Posted 23 June 2015
By Alexander Gaffney, RAC
Some Warning Letters sent by the US Food and Drug Administration (FDA) to pharmaceutical companies are destined to become case studies, either because of the novelty of the agency's arguments or the scope or context of the alleged violation.
The agency's more famous Warning Letters include its crackdowns on search engine marketing (2009), improper use of social media channels (2013-2014), genomic testing (2013) and data integrity issues (2013-2014) at Indian pharmaceutical manufacturers.
But a letter sent this week by FDA to a South Carolina-based pharmaceutical manufacturer is an instant classic for another reason entirely: It shows how a spider can literally catch a company in a web of deceit.
The Web of Deceit
The 8 June 2015 letter to Trans Ox, a West Columbia, SC-based pharmaceutical manufacturer, references a November 2014 inspection of the company's facility by FDA.
There, FDA said it found "significant violations of current good manufacturing practice" which ultimately caused the company's products to be deemed adulterated under federal law.
The problem, as FDA explains in its letter, is that drug manufacturers are required by federal regulation (21 CFR 211.165) to test each manufactured drug product to determine if it meets the intended specifications.
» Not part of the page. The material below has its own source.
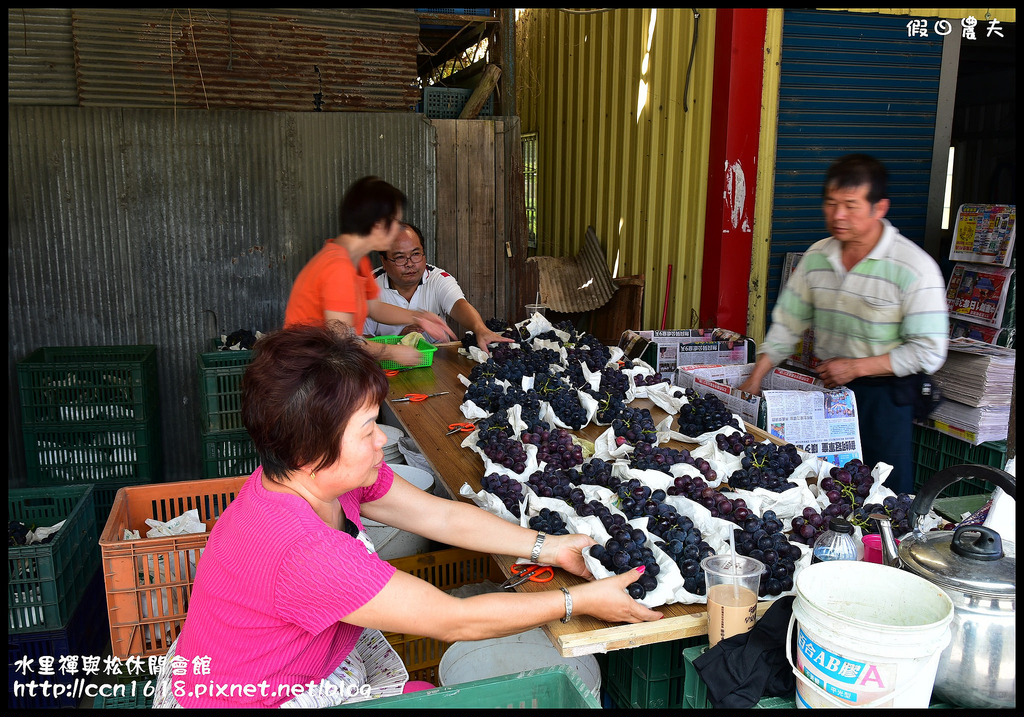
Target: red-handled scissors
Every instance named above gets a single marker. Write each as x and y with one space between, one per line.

If, for example, a drug product was found to be more potent than intended, that would be grounds for the company to discard the product and investigate the cause of the discrepancy.
Trans Ox neglected to accurately record batch production information, FDA charged in its Warning Letter.
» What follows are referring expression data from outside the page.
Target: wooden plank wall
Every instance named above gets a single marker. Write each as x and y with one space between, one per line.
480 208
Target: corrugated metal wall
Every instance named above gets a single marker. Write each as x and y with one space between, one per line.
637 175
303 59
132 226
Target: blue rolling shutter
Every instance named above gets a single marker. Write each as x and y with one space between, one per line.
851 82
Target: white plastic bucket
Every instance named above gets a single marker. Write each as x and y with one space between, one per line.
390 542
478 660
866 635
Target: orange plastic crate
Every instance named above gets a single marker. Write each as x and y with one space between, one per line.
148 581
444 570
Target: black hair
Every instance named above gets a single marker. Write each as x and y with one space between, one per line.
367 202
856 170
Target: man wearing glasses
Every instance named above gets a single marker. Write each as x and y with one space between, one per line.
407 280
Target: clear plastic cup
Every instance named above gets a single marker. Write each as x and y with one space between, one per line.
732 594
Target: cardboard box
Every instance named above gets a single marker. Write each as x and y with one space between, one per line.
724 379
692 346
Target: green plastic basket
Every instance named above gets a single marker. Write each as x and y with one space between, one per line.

"During our inspection of your facility, we documented multiple incidents of inaccurate batch production records containing erroneous statements, including results that were not derived from analytical testing or from your supplier's Certificates of Analysis (CoAs)," FDA wrote.
What tipped off FDA to these "erroneous" statements? A spider.
The company's batch production records said the company had used a specific piece of equipment—an oxygen analyzer—to analyze its products.
"However," FDA wrote, "the FDA investigator observed cobwebs between the portable Oxygen Analyzer and the adjacent wall."
Upon further questioning, a company manager said the company doesn't actually use the oxygen analyzer, directly contradicting the company's batch production records, FDA said.
Ordinarily, FDA doesn't appreciate insects in a manufacturing facility (21 CFR 211.56), but in this rare case, the agency may well have appreciated the help.